Artists in the Collection

Nedeljko Gvozdenović
(Mostar, 9 March 1902 – Belgrade, 31 January 1988)


From a “small provincial boy,” as he used to call himself, he grew into a synonym for an intellectual painter through his force of will, curiosity, great gift, personal education, perseverance, and his calmness. His well-measured air and distinguished appearance earned him the epithet The Marquis, as they often called him. Gvozdenović had his first encounter with urban environment (galleries, museums, distinguished personalities) in Munich, where his knowledge of German, along with French and Italian, helped him a lot. He started his artistic studies with drawing (in the private
International School of Hans Hofmann, 1922–1924 where he only drew), and during his life, he was no stranger to any material: oil, watercolours, pastel, tempera, gouache… No material was ignored by him in the artistic process and he was interested in “how can paint or graphite, or ink, diluted or pure, produce the desired quality under the pressure of
the instrument I am holding in my hand?” And the desired quality was balance, chromatic sonorousness and a rhythmic clarity of the painting’s layout. Painting was the vocation to which Gvozdenović was dedicated with all his being, hence his seclusion and solitude.
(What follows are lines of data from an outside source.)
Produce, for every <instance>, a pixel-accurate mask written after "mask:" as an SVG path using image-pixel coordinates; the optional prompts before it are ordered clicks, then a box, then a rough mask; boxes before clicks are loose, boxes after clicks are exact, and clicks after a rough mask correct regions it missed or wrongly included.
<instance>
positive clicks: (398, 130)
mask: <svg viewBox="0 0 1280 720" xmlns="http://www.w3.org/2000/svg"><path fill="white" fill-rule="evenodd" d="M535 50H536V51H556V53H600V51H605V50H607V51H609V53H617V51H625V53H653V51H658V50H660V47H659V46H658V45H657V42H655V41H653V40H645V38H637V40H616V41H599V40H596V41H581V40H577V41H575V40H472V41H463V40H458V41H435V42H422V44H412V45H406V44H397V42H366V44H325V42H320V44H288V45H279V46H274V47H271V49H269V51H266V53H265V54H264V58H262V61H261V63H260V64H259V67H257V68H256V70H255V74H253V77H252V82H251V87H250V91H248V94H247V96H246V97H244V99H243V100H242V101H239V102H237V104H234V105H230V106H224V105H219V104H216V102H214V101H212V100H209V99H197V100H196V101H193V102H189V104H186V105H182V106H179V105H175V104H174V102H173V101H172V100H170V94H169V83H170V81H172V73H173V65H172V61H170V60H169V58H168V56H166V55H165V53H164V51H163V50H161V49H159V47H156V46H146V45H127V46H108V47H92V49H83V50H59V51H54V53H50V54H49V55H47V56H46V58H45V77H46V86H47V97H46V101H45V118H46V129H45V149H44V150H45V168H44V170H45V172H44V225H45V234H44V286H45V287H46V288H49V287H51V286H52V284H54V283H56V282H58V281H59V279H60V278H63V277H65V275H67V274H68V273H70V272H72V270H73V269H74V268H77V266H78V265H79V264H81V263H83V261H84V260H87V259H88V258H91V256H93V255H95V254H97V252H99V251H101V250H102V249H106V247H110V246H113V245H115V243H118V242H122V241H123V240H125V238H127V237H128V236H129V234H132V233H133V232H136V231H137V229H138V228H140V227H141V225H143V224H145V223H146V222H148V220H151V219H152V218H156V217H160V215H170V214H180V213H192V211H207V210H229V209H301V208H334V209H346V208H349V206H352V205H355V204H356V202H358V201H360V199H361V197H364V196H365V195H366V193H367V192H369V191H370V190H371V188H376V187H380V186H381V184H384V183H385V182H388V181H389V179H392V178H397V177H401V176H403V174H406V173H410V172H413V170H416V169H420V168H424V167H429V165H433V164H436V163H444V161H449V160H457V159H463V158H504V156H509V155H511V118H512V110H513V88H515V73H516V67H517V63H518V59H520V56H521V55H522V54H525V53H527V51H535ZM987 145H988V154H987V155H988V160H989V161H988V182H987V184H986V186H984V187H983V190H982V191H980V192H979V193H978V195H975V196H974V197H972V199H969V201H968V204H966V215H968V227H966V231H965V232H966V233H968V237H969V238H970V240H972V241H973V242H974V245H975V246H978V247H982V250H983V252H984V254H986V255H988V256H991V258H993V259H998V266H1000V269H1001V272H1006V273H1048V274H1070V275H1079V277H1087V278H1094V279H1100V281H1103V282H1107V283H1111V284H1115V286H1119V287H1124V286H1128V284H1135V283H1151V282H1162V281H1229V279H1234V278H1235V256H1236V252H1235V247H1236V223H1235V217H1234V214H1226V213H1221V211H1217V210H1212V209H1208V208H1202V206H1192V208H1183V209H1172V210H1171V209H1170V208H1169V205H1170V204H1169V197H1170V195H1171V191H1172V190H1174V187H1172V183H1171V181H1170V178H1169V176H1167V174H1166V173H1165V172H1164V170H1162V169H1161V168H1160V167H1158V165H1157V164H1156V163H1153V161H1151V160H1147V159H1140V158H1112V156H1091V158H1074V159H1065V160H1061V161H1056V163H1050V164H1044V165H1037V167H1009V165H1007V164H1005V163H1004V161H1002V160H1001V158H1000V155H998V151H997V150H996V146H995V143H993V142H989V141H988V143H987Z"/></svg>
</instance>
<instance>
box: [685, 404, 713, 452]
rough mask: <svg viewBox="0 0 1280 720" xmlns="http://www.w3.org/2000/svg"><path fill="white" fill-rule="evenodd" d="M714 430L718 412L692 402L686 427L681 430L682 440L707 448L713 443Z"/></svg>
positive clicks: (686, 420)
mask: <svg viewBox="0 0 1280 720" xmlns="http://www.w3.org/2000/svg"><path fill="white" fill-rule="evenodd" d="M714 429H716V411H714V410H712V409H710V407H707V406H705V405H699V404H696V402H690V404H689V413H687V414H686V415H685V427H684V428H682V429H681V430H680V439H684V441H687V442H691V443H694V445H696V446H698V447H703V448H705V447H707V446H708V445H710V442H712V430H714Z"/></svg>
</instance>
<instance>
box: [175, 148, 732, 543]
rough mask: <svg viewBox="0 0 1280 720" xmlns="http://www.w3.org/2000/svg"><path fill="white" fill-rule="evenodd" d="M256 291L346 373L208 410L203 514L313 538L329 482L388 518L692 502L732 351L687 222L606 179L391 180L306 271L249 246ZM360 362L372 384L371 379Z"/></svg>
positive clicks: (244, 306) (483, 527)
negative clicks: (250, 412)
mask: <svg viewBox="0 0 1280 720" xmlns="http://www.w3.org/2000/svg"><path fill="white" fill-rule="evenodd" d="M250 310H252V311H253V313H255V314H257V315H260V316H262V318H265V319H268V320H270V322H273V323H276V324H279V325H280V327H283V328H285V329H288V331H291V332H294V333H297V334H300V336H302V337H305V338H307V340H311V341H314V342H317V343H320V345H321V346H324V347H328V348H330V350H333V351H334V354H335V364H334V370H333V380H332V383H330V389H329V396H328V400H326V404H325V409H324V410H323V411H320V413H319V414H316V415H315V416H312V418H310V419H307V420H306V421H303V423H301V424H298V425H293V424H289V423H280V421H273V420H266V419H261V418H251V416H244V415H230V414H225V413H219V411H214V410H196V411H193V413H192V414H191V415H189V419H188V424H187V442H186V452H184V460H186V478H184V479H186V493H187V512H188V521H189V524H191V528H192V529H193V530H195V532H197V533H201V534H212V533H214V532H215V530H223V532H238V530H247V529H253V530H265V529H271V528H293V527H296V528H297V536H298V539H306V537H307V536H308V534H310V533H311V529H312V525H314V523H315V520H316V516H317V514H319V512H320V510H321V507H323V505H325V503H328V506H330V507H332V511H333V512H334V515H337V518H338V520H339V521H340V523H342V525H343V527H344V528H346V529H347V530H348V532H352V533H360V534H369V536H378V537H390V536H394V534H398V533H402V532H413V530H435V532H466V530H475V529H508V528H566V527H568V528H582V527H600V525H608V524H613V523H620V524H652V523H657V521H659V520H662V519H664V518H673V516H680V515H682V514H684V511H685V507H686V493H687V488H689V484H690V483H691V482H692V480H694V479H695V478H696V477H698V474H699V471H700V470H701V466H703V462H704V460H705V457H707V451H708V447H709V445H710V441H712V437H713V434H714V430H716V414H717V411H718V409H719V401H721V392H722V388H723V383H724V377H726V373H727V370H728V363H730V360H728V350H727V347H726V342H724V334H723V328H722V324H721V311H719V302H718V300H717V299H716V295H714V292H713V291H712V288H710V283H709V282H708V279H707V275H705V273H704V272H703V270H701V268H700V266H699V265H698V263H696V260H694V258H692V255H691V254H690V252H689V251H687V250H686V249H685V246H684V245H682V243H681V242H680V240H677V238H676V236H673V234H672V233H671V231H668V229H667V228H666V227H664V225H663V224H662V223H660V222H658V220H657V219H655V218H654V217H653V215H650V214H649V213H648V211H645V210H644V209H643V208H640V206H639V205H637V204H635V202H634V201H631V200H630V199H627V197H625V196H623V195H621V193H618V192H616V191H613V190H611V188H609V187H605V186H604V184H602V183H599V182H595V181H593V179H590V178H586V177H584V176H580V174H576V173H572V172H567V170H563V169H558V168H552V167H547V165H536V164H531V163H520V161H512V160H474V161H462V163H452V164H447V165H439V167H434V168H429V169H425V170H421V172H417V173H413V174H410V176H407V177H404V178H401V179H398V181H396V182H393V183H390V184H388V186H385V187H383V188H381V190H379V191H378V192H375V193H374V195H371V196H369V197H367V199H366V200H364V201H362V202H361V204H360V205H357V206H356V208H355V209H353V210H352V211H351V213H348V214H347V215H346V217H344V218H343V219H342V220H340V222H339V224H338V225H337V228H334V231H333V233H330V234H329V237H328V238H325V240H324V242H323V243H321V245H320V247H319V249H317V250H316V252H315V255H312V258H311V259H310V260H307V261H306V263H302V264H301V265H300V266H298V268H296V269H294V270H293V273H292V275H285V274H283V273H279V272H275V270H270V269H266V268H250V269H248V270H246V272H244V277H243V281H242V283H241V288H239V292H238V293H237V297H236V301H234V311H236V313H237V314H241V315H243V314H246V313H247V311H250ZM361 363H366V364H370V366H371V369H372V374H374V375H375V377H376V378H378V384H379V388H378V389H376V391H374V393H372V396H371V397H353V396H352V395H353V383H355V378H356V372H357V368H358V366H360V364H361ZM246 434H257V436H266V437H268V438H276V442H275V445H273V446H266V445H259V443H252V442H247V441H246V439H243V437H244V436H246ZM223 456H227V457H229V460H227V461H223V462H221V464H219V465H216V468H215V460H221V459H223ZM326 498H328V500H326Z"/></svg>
His favourite environment was his studio: the easels and the tight canvases, the various materials on or with which he worked, books and music, his thoughts and reflections. His favourite themes were: cityscapes and landscapes, still-lifes, figures in the interior, interiors with diverse and ordinary objects, birds, social scenes in a certain period, room dividers. He would always start out with the real entity, the subject. It served
him as an encouragement for the play of volume in the painting, rhythms, motion, and colours – primarily brightness values. Gvozdenović was a sensitive colourist but not one of “forceful colours, clashes and dramatic weaving of coloured zones.” In his paintings, according to Mića Popović, the coloured areas do not clash but are matched and
have a tendency towards monochromatic harmonies. Thus Gvozdenović’s paintings are remembered
as blue, green, red, yellow, brown… There was a long and sincere friendship between him and Pavle Beljanski.